As Covid-19 takes the world by storm, the need for diagnostic capacities is a big challenge for healthcare systems. Medical teams and laboratories are plagued with the task of diagnosing an unprecedented number of samples but they face shortages of time, equipment and personnel.
Tools called multiplex barcoding and RNA-Seq could scale up diagnoses but the expertise needed means they are not readily available.
However, a simpler approach can be found in sample pooling, a practical and cost-effective way of undertaking large-scale studies. Examples of the gains obtained through sample pooling is shown below.
Pooling of biological specimens has become a frequent practice among doctors and researchers and is commonly used to cut the cost of screening a large number of individuals for infectious diseases.
In its simplest form, individual specimens are mixed into a common pool and tested together with subsequent individual tests carried out only if the pool tests positive.
This procedure has been perfected over the years and has been used in cases ranging from disease screening of American Red Cross blood donations to West Nile virus surveillance in mosquitoes.
Reports from around the world show that one of the main bottlenecks in Covid-19 testing is a reaction known as RT-qPCR. As the number of PCR reactions performed globally increases, demand rises for chemical reagents which are increasingly in short supply.
Hence, many laboratories have begun to show that viral RNA from pooled samples can be detected in RT-qPCR despite dilution. Pooled testing has significantly increased testing capacity, especially to those who may be unknowingly spreading the virus, so much that Professor William Ampfo, Head of Virology in Ghana says pooled testing has increased capacity to 10,000 samples a day compared with 1,200.
Health officials say infected people who are not showing symptoms are largely responsible for the rising number of cases. Dr Anthony Fauci, America’s top infectious-disease expert, says the method of pooling samples presents is a really good tool in schools and at community level.
The benefit is that if a laboratory receives 100 samples and uses a one-by-one approach, then 100 tests will be performed. If the samples are pooled in batches of 10 then only ten tests will need to be performed. A negative result obtained by a single RT-qPCR reaction, concludes that 10 individuals are negative and samples that yielded a positive result are either retested individually or in smaller batches.
A study by the Nebraska Public Health Laboratory showed that when the incidence of Covid-19 is 10% or less, group testing will result in the saving of reagents and personnel time with an overall increase in testing capability of at least 10%.
Experts generally recommend the technique when fewer than 10% of people are expected to test positive. For example, pooling would not be cost-effective in Arizona, where a surge has pushed positive test results to well over 10%. But the approach could make sense in areas with a lower rate of positive results.
However, when deciding whether to pool specimens one needs to consider factors that may limit its success. These include disease prevalence rate, test-kit sensitivity, pool size, pooling strategy and sample dilution.
The rate of occurrence of the virus in a given population is just one of many factors that influence the use of group testing. Further considerations include the sample size and the downstream effects on sample dilution and assay sensitivity.
Researchers at the University of Saarland University Medical Centre in Germany started pooling samples from medical staff without symptoms of Covid-19. They tested a range of pool sizes, from four to 30 samples.
Due to the sensitivity of the assay the team could combine samples from 30 people in one test tube, massively increasing the capacity for testing. Professor Smola, director of the Institute of Virology, said, “If the rate of infection is low and if many of the pools are negative, this can save significant numbers of test kits and increase the test capacity of the existing infrastructure.”
A pooling strategy depends on the community prevalence of the virus, and pool size will need to be adjusted accordingly.
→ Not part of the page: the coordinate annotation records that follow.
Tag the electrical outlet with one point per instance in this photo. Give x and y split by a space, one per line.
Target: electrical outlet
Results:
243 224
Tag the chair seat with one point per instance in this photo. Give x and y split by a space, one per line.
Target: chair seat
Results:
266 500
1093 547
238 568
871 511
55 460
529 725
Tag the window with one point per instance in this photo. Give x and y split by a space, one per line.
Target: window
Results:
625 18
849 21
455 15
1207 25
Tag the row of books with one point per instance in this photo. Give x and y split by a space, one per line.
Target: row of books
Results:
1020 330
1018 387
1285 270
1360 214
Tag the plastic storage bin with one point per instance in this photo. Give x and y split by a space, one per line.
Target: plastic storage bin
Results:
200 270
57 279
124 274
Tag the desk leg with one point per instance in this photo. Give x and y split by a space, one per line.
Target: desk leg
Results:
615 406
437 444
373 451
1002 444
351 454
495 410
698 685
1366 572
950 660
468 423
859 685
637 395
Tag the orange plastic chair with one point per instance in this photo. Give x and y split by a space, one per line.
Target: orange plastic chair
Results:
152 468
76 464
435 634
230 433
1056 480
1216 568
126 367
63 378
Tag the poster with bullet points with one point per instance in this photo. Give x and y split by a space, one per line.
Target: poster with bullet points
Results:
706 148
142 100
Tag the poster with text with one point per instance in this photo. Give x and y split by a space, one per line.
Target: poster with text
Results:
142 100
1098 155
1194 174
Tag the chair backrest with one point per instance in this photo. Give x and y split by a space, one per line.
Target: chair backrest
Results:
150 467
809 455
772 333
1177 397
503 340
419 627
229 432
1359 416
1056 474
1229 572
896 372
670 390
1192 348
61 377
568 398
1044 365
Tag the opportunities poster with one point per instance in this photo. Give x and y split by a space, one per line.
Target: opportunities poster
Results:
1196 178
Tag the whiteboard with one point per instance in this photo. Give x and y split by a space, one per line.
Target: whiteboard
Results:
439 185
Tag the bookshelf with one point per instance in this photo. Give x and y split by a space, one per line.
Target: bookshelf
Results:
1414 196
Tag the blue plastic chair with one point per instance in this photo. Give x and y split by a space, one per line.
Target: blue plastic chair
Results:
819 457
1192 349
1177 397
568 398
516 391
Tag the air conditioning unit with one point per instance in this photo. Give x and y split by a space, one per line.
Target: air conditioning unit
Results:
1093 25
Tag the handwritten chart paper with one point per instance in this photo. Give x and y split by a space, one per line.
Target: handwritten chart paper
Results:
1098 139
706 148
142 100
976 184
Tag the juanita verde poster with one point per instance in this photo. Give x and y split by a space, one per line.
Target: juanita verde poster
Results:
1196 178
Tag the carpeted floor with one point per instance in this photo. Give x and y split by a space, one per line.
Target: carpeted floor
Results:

The Centre for Disease Control and Prevention (CDC) recommends that laboratories should determine prevalence based on a rolling average of the positivity rate of their own Covid-19 testing over the previous 7–10 days.
Before employing pooling, the sensitivity of the testing technique as well as the prevalence rate of the disease needs to be characterized. Some qRT-PCR kits are known to provide accurate results with smaller viral load, whereas some are known to require a large viral load to detect the virus. Sensitivity characteristics need to be understood before the formulation of plans for pooled testing. This knowledge would then help to decide the optimal pool size and number of replications required.
Incorporating risk factors in pooled testing populations and assessing the impact of different pooling and extraction methods on the recovery of RNA need also be evaluated. Therefore, laboratories must perform their own validation pool studies for kits used for each RNA extraction and amplification based on the prevalence rate of Covid-19 in their own region.
A rapidly changing epidemic requires testing strategies that can adapt to increases in the positive test rate. In a pandemic, strategies must be employed to closely monitor the use of pooling as the positive rate of test specimens increases so as to not miss low positive samples from less sensitive assays.
Pooling can be effectively utilised to ramp up the number of tests performed in a health outbreak diagnosis and it is especially useful for routine community surveys and for the monitoring of cohesive groups. Diagnosis of even a single positive person typically results in the quarantine of an entire group to prevent further spread in the community.
With pooling, more routine monitoring can be established, especially among asymptomatic carriers, thereby reducing transmission and easing the strain on health services.